THE EUROPEAN Central Bank has called on the Government to reduce the €3 million threshold proposed in the new personal insolvency regime.
In an opinion paper, it recommends that the upper limit for aggregate secured debt eligible under personal insolvency arrangements should be €1 million. It also called for reformation of Irish bankruptcy law to make it easier for banks and lenders to repossess homes.
The ECB warned that the current proposals could impact on the capital adequacy of the lenders.
“The potential inclusion of such large amounts of secured debt in the personal insolvency arrangements, including ‘buy-to-let’ mortgage loans, is unprecedented and may have significant financial implications for creditor banks if it results in deteriorating payment morale of debtors,” the ECB said.
It said that if used by a large number of highly indebted individuals, such arrangements “could significantly increase default rates and thus impact on both the capital adequacy and liquidity position of credit institutions at a time when they are still undergoing restructuring”.
The view of the ECB on the draft law was requested earlier this summer by Minister for Finance Michael Noonan.
In its written opinion, the ECB said it was difficult to be confident that the objectives set out by the draft law could be achieved without an impact assessment.
The Department of Justice welcomed the general expression of support for the reforms and said it would be considering the comments of the ECB in regard to possible amendments to the Bill in the finalising of the text.
A spokesman for the Department of Finance said maintaining the cap at €3 million “strikes an appropriate balance to reflect the views of all stakeholders”.
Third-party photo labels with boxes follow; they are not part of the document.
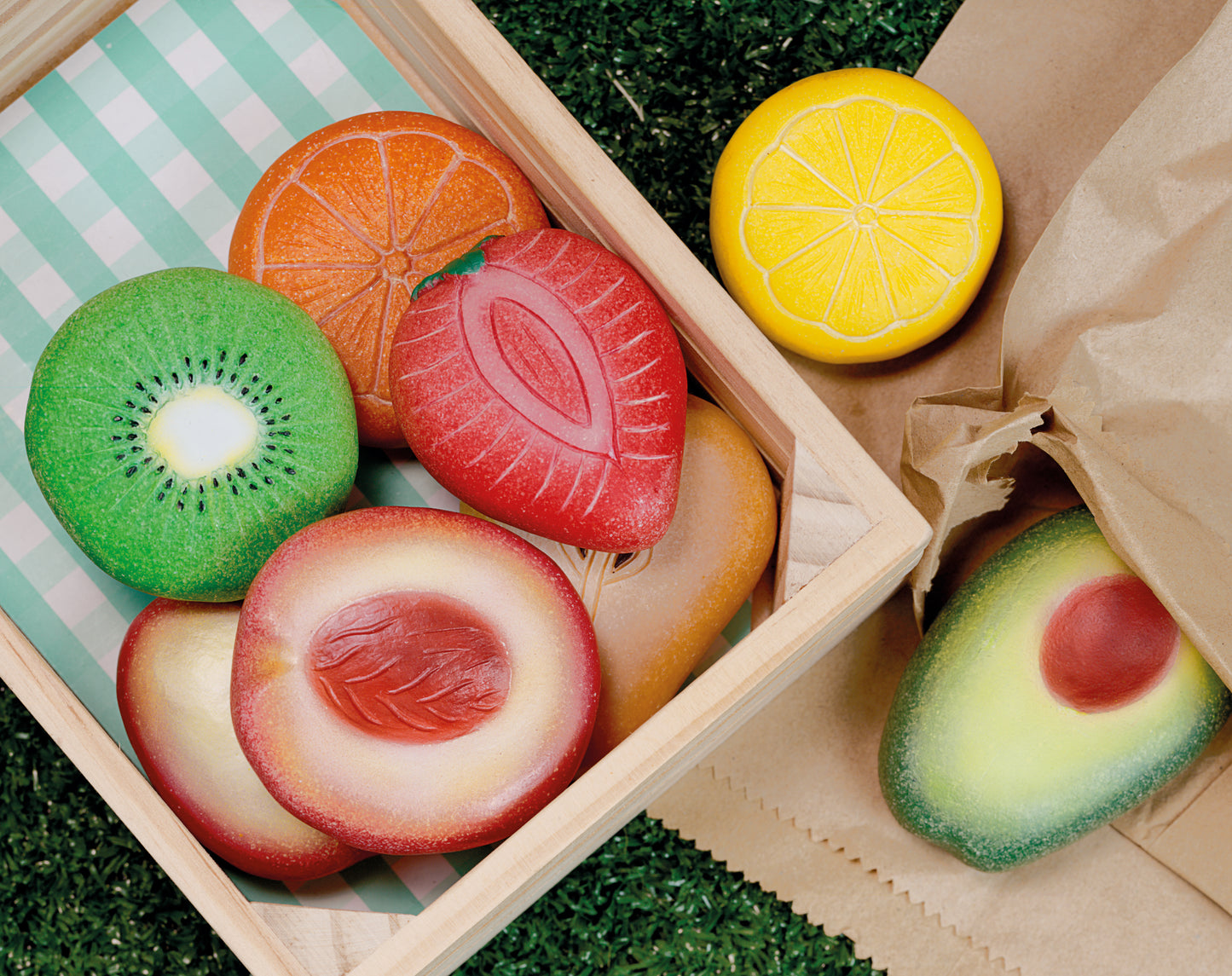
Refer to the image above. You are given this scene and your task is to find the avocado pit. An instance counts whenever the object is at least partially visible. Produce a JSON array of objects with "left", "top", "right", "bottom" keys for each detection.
[{"left": 1040, "top": 573, "right": 1180, "bottom": 713}]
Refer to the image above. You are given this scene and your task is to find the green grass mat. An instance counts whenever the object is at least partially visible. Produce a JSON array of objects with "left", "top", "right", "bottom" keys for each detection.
[{"left": 0, "top": 0, "right": 958, "bottom": 976}]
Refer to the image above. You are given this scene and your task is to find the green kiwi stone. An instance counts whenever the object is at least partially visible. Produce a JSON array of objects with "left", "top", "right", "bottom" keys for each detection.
[{"left": 26, "top": 268, "right": 358, "bottom": 602}]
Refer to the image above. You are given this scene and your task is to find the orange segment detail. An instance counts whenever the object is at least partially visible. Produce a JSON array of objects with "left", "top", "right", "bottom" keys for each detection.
[{"left": 228, "top": 113, "right": 548, "bottom": 448}]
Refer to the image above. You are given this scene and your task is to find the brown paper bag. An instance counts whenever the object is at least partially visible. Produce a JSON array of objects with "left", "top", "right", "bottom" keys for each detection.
[{"left": 651, "top": 0, "right": 1232, "bottom": 976}]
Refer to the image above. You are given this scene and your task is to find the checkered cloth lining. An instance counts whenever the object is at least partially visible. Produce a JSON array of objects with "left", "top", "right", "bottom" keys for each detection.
[{"left": 0, "top": 0, "right": 748, "bottom": 913}]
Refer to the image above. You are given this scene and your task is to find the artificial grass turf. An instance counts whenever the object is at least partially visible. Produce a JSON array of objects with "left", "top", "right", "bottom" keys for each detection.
[{"left": 0, "top": 0, "right": 958, "bottom": 976}]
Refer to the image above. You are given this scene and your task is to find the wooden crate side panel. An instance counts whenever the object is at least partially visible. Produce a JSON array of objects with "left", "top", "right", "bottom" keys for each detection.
[{"left": 0, "top": 611, "right": 309, "bottom": 976}]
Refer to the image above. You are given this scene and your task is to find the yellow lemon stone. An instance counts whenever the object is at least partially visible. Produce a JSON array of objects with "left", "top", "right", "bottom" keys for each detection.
[{"left": 709, "top": 68, "right": 1002, "bottom": 362}]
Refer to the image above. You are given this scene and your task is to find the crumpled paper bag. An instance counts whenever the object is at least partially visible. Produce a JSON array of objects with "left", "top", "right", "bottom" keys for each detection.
[{"left": 651, "top": 0, "right": 1232, "bottom": 976}]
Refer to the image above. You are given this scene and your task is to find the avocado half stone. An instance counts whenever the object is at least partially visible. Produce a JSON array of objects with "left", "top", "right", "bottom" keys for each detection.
[{"left": 878, "top": 506, "right": 1232, "bottom": 871}]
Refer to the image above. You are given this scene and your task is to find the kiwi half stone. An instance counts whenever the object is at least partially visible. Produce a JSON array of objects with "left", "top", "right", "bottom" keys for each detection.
[{"left": 26, "top": 268, "right": 358, "bottom": 602}]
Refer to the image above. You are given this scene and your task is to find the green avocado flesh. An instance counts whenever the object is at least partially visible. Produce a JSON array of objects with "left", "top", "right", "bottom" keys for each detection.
[
  {"left": 26, "top": 268, "right": 358, "bottom": 602},
  {"left": 880, "top": 506, "right": 1232, "bottom": 871}
]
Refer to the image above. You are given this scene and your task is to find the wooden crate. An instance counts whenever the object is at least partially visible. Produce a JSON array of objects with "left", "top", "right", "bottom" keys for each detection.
[{"left": 0, "top": 0, "right": 929, "bottom": 976}]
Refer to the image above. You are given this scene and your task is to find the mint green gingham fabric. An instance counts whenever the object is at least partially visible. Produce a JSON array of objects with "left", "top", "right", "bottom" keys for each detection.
[{"left": 0, "top": 0, "right": 749, "bottom": 913}]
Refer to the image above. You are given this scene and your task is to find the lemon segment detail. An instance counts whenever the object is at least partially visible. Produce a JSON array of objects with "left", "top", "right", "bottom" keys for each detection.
[{"left": 711, "top": 68, "right": 1002, "bottom": 362}]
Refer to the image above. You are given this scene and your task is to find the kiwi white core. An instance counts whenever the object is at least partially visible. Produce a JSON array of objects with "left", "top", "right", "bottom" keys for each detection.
[{"left": 146, "top": 386, "right": 257, "bottom": 478}]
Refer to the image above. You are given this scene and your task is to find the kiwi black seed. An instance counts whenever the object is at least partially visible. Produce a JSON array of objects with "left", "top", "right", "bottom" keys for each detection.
[{"left": 26, "top": 268, "right": 358, "bottom": 602}]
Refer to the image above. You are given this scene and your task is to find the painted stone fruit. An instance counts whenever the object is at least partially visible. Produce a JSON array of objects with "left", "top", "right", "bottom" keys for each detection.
[
  {"left": 26, "top": 268, "right": 358, "bottom": 602},
  {"left": 390, "top": 229, "right": 687, "bottom": 552},
  {"left": 116, "top": 598, "right": 367, "bottom": 881},
  {"left": 232, "top": 506, "right": 600, "bottom": 854},
  {"left": 470, "top": 397, "right": 778, "bottom": 766},
  {"left": 709, "top": 68, "right": 1003, "bottom": 362},
  {"left": 880, "top": 506, "right": 1232, "bottom": 871},
  {"left": 228, "top": 111, "right": 548, "bottom": 448}
]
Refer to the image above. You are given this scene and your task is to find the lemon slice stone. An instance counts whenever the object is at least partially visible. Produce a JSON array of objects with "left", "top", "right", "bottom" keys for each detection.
[{"left": 709, "top": 68, "right": 1002, "bottom": 363}]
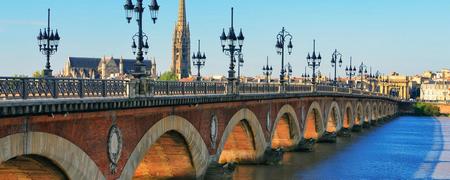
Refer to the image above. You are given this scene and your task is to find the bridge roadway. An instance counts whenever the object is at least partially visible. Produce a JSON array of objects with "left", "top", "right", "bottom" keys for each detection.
[{"left": 0, "top": 78, "right": 400, "bottom": 179}]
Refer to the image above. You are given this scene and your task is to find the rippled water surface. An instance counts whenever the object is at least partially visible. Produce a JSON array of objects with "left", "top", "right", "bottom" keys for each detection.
[{"left": 233, "top": 117, "right": 450, "bottom": 179}]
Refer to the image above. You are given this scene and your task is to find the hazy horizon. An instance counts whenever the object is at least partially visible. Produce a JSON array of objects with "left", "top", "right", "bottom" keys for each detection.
[{"left": 0, "top": 0, "right": 450, "bottom": 76}]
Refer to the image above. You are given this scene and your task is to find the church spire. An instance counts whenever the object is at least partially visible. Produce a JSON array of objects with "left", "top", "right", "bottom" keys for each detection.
[
  {"left": 171, "top": 0, "right": 191, "bottom": 79},
  {"left": 178, "top": 0, "right": 186, "bottom": 26}
]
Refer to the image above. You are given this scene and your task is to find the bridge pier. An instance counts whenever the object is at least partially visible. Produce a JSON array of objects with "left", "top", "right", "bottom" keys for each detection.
[
  {"left": 297, "top": 138, "right": 317, "bottom": 152},
  {"left": 337, "top": 128, "right": 352, "bottom": 137},
  {"left": 317, "top": 132, "right": 337, "bottom": 143},
  {"left": 363, "top": 121, "right": 371, "bottom": 129},
  {"left": 352, "top": 123, "right": 364, "bottom": 132},
  {"left": 264, "top": 148, "right": 284, "bottom": 165}
]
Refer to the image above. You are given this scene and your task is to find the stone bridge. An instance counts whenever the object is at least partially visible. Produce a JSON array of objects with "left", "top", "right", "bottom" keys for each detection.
[{"left": 0, "top": 80, "right": 400, "bottom": 179}]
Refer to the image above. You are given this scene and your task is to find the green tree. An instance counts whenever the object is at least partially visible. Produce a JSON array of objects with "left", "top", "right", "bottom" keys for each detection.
[
  {"left": 159, "top": 71, "right": 178, "bottom": 81},
  {"left": 31, "top": 70, "right": 44, "bottom": 78}
]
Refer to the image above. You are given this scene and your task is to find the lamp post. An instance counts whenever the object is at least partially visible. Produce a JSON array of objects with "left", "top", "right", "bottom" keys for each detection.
[
  {"left": 302, "top": 66, "right": 309, "bottom": 84},
  {"left": 286, "top": 63, "right": 292, "bottom": 84},
  {"left": 263, "top": 56, "right": 273, "bottom": 83},
  {"left": 369, "top": 66, "right": 380, "bottom": 92},
  {"left": 275, "top": 27, "right": 294, "bottom": 84},
  {"left": 192, "top": 40, "right": 206, "bottom": 81},
  {"left": 220, "top": 8, "right": 245, "bottom": 82},
  {"left": 358, "top": 62, "right": 367, "bottom": 90},
  {"left": 306, "top": 40, "right": 322, "bottom": 85},
  {"left": 37, "top": 9, "right": 61, "bottom": 78},
  {"left": 331, "top": 49, "right": 342, "bottom": 86},
  {"left": 124, "top": 0, "right": 159, "bottom": 78},
  {"left": 345, "top": 56, "right": 356, "bottom": 88},
  {"left": 237, "top": 53, "right": 244, "bottom": 84}
]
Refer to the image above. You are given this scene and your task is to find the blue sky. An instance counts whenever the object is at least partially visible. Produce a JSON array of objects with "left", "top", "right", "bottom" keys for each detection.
[{"left": 0, "top": 0, "right": 450, "bottom": 76}]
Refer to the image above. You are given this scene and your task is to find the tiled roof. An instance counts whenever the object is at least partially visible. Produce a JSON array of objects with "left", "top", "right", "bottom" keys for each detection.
[{"left": 69, "top": 57, "right": 151, "bottom": 74}]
Noeline Blackwell, director of Free Legal Advice Centres (Flac) called on the Government to explain the reasons behind the €3 million threshold. “There is no real understanding of what that limit is doing there,” she said.
The ECB, which also advised that the review period for the new regime should be shortened to one or two years from the five proposed, noted that no detailed assessment had been made of how the new provisions would affect creditor banks.
The Irish Banking Federation noted that a number of the ECB’s observations and concerns had been previously raised by the federation, including the preference for a lower eligibility threshold of €1 million and for debtors to be obliged to show that they have engaged in bona fide debt negotiations for a reasonable period of time.